Mammalian protein found in Homo sapiens

Integrin alpha-V is a protein that in humans is encoded by the ITGAV gene.

== Function ==

ITGAV encodes integrin alpha chain V. Integrins are heterodimeric integral membrane proteins composed of an alpha chain and a beta chain. Alpha V undergoes post-translational cleavage to yield disulfide-linked heavy and light chains, that combine with multiple integrin beta chains to form different integrins. Among the known associating beta chains (beta chains 1,3,5,6, and 8; ITGB1, ITGB3, ITGB5, ITGB6, and ITGB8), each can interact with extracellular matrix ligands; the alpha V beta 3 integrin, perhaps the most studied of these, is referred to as the Vitronectin receptor (VNR). In addition to adhesion, many integrins are known to facilitate signal transduction.
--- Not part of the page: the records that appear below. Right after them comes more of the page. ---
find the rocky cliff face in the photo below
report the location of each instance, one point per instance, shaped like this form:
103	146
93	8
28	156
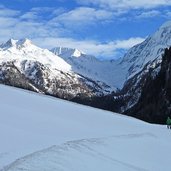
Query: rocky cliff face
154	104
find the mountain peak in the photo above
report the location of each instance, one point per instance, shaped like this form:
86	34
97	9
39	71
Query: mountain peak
24	42
166	24
9	43
17	43
67	52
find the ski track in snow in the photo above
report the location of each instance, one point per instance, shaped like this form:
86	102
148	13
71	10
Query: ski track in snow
57	157
30	123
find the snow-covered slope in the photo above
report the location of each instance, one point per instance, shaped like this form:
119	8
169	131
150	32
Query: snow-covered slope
146	52
89	66
25	50
115	73
44	133
25	65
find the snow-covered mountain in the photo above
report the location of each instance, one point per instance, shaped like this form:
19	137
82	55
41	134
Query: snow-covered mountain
90	66
116	73
71	74
43	133
142	60
25	65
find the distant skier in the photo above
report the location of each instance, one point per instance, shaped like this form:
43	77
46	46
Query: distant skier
168	122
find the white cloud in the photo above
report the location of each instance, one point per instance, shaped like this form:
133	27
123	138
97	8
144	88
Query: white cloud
81	16
126	4
149	14
105	50
48	36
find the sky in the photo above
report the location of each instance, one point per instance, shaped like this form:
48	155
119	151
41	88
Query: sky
103	28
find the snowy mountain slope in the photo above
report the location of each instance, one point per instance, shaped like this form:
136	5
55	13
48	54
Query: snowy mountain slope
24	50
22	64
44	133
146	52
90	66
116	73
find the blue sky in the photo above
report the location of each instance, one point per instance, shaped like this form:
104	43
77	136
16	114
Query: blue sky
104	28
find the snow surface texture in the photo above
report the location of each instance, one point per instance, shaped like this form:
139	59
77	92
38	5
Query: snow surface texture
42	133
105	73
115	73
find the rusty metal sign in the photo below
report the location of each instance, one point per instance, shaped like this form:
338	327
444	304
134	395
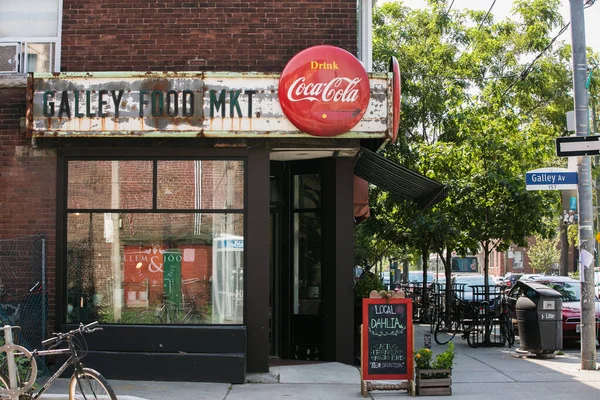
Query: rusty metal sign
186	104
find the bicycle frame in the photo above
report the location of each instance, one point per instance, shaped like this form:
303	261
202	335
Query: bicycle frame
73	360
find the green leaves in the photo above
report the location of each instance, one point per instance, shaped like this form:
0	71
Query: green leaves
482	103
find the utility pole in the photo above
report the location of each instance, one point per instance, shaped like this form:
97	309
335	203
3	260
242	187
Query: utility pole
584	190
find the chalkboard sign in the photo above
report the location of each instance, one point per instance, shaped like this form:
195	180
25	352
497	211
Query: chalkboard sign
387	339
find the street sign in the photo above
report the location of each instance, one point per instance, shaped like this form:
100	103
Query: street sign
578	146
551	179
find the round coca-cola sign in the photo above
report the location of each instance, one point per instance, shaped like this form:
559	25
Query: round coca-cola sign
324	91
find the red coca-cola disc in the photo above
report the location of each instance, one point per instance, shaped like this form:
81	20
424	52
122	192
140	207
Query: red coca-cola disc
324	91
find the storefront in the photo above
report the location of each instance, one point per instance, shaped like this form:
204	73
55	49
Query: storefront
206	219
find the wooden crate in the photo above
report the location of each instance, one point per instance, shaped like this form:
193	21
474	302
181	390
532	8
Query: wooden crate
433	382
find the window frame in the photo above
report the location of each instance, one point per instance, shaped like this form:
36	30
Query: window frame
22	41
63	212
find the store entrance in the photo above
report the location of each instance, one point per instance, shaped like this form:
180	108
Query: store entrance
296	309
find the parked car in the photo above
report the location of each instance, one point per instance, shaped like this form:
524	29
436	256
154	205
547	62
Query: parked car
511	279
531	277
570	290
417	276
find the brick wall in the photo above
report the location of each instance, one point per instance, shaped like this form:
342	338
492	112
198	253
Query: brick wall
27	183
178	35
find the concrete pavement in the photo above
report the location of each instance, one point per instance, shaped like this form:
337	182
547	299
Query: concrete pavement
483	373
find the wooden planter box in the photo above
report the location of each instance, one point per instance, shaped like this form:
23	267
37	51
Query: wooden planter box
433	382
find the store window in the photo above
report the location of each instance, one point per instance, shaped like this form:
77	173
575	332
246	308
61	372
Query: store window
30	35
155	241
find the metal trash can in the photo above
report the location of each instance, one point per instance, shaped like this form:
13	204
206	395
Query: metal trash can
539	318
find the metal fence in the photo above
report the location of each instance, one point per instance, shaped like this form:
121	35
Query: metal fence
23	295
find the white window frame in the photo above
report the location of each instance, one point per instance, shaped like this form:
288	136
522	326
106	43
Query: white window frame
23	41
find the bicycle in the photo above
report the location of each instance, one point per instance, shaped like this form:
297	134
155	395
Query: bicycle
507	329
466	317
85	383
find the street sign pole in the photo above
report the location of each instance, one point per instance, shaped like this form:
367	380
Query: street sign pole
586	228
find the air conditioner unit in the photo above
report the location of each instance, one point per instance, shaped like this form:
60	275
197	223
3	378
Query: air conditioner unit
9	57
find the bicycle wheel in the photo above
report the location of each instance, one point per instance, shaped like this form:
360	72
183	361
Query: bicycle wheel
88	384
3	382
26	372
475	333
445	329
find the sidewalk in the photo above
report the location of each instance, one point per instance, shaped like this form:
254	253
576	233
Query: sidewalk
483	373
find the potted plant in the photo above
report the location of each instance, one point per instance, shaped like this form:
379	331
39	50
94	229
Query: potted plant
434	376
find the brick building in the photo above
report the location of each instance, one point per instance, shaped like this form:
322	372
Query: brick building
205	243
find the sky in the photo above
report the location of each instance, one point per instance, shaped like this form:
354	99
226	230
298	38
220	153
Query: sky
501	10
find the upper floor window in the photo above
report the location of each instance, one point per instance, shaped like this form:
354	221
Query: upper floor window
30	33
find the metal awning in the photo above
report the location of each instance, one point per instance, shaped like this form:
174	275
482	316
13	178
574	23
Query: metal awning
398	180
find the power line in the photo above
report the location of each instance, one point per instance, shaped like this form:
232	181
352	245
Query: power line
527	69
450	8
480	24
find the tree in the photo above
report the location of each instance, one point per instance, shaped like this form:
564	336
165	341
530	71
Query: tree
483	102
543	255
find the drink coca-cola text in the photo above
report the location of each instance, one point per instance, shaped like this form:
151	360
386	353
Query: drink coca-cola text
332	91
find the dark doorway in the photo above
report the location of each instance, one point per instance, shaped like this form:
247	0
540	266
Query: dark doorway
296	259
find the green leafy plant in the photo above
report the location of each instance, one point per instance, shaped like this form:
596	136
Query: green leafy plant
444	360
424	358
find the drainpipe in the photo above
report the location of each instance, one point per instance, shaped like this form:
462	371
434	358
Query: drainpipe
365	35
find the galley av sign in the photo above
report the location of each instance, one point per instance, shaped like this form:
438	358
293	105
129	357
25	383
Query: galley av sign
551	179
324	91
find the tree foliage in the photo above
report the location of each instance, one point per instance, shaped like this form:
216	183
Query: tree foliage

==Alpha V class integrins==
In mammals the integrins that include alpha-V are :

| Name | Synonyms | Distribution | Ligands |
|---|---|---|---|
| α_{V}β_{1} |  | neurological tumors | vitronectin; fibrinogen |
| α_{V}β_{3} | vitronectin receptor | activated endothelial cells, melanoma, glioblastoma | vitronectin, fibronectin, fibrinogen, osteopontin, Cyr61, thyroxine |
| α_{V}β_{5} |  | widespread, esp. fibroblasts, epithelial cells | vitronectin and adenovirus |
| α_{V}β_{6} |  | proliferating epithelia, esp. lung and mammary gland | fibronectin; TGFβ1+3 |
| α_{V}β_{8} |  | neural tissue; peripheral nerve | fibronectin; TGFβ1+3 |

==Clinical significance==
Overexpression of the ITGAV gene is associated with progression and spread of colorectal cancer, and prostate cancer.

==As a drug target==
The mAbs intetumumab, and abituzumab target this protein which is found on some tumour cells.